Für gewöhnlich wächst eine Stadt mit der Zeit und entwickelt sich ständig weiter – es ist ein dynamischer Prozess, in dem es immer wieder zu Umwälzungen kommt: Üblicherweise ist das Budget einer Kommune stark begrenzt und bei jeder Stadtplanung müssen Kompromisse eingegangen werden. Wenn der Stadtkasse Geld für Investitionen zu Verfügung steht, wird gegebenenfalls abgerissen und nachgebessert.
Stadtteil nach Maß
Auf Franklin ist die Lage völlig verschieden – denn das Ziel ist ein moderner Stadtteil nach Maß, der in nur wenigen Jahren verwirklich werden soll. Angestrebt sind weitläufige, parkähnliche Grünflächen, klimafreundliche Mobilität und eine bunt gemischte Bevölkerung: Wohnen für jung und alt, arm und reich, zur Miete und zum Eigentumserwerb.
Die Herausforderung ist riesig: Bei der Planung muss eine Unmenge an Details berücksichtigt werden. Das Konzept soll haargenau ineinandergreifen. Wenn dabei Fehler gemacht werden, wird das nicht nur richtig teuer – Korrekturen im Nachhinein werden sich auch als außergewöhnlich aufwändig gestalten.

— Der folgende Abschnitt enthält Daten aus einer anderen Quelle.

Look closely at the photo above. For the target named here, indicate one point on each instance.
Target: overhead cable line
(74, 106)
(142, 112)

Wichtig ist vor allem eine durchmischte Bevölkerungsstruktur. Es müssen attraktive Angebote für alle Altersklassen vorhanden sein,
sagt Dr. Konrad Hummel. In vielen Planstädten drohe beispielsweise eine Überalterung der Bevölkerung, etwa weil zu wenige junge Familien nachziehen. Demnach müsse von Anfang an genau abgestimmt werden, welche Interessen man berücksichtigen will und muss.
Stadtentwicklung erleben
Daher lege man von Beginn an viel wert darauf, die Stadtgesellschaft in den Entwicklungsprozess miteinzubeziehen:
Wir wollen eine lebendige Baustelle.
Die Mannheimerinnen und Mannheimer sollen nicht abrupt vor einen vollendeten Stadtteil gestellt werden – sondern mitverfolgen können, wie sich die Architektur wandelt. Dabei dürften einige Gebäude laut Dr. Hummel „gerne noch etwas brach aussehen“:
Man soll die Veränderung erleben können.
So haben etwa die US-amerikanischen Wohngebäude auf Franklin derzeit allesamt die gleiche Höhe. Hier soll durch Neubauten variiert werden. Bestandsgebäude werden zum Teil erhalten und modernisiert – auch hierbei gilt das Konzept „erhalten und verändern“.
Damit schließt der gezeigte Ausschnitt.